Le code de la sécurité sociale considère comme accident du travail, quelle qu'en soit la cause, l'accident survenu à l'encontre de toute personne salariée ou travaillant, par le fait ou à l'occasion du travail, à quelque titre que ce soit. (L. 411-1)
Pour l'accident “classique” survenu pendant que le salarié exécute sa prestation de travail sur le lieu et le temps de travail, peu de questions se posent quant au lien entre l'accident et l'activité professionnelle.
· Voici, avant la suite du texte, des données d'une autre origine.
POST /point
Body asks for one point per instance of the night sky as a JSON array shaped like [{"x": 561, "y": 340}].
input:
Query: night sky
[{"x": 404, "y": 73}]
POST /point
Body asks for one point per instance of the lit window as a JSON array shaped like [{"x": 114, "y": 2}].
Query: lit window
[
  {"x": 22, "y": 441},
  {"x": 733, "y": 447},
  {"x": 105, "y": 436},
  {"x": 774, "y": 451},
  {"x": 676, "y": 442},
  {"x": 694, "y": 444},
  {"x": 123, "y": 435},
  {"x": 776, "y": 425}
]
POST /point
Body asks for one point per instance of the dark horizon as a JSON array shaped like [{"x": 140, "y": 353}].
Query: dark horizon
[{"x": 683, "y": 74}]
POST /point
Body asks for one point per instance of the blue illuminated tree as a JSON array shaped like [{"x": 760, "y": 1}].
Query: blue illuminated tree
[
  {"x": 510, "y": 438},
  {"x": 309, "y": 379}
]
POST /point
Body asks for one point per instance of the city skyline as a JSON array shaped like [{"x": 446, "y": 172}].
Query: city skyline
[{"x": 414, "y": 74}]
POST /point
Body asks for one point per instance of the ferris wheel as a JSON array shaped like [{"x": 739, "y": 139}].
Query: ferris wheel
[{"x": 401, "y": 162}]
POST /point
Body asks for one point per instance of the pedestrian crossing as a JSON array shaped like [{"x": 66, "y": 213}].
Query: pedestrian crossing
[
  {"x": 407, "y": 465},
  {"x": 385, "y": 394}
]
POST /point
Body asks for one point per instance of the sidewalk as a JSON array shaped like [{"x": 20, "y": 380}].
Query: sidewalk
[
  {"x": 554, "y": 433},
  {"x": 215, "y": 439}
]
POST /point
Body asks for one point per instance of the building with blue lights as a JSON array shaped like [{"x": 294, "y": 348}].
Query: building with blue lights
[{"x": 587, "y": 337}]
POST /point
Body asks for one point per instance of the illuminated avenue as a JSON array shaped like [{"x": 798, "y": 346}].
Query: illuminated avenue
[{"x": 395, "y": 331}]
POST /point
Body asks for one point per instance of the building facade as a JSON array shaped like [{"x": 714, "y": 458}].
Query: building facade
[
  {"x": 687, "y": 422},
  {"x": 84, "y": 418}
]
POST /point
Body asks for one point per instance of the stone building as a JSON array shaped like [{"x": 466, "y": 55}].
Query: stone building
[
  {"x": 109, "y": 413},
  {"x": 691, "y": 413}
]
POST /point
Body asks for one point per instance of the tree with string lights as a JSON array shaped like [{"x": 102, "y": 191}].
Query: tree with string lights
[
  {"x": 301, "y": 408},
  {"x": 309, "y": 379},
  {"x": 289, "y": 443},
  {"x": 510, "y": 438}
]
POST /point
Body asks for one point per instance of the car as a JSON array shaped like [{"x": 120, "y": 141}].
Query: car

Toutefois, pour des faits survenus hors du temps de travail, hors du lieu de travail, lorsque le salarié n'est pas en train d'exécuter sa prestation de travail, la qualification est plus complexe. Dans une telle situation la jurisprudence admet que l'accident puisse constituer un accident du travail s'il est établi qu'il est survenu par le fait du travail.
La deuxième chambre civile de la Cour de cassation a récemment été confrontée à une question de ce type dans une situation peu ordinaire.
Le 23 janvier 2016, le lendemain de l'annonce de la fermeture du site de production sur lequel il était affecté, un salarié mettait fin à ses jours à son domicile. Sa veuve déclarait un accident du travail et la caisse primaire d'assurance maladie décidait de prendre en charge l'événement tragique comme tel.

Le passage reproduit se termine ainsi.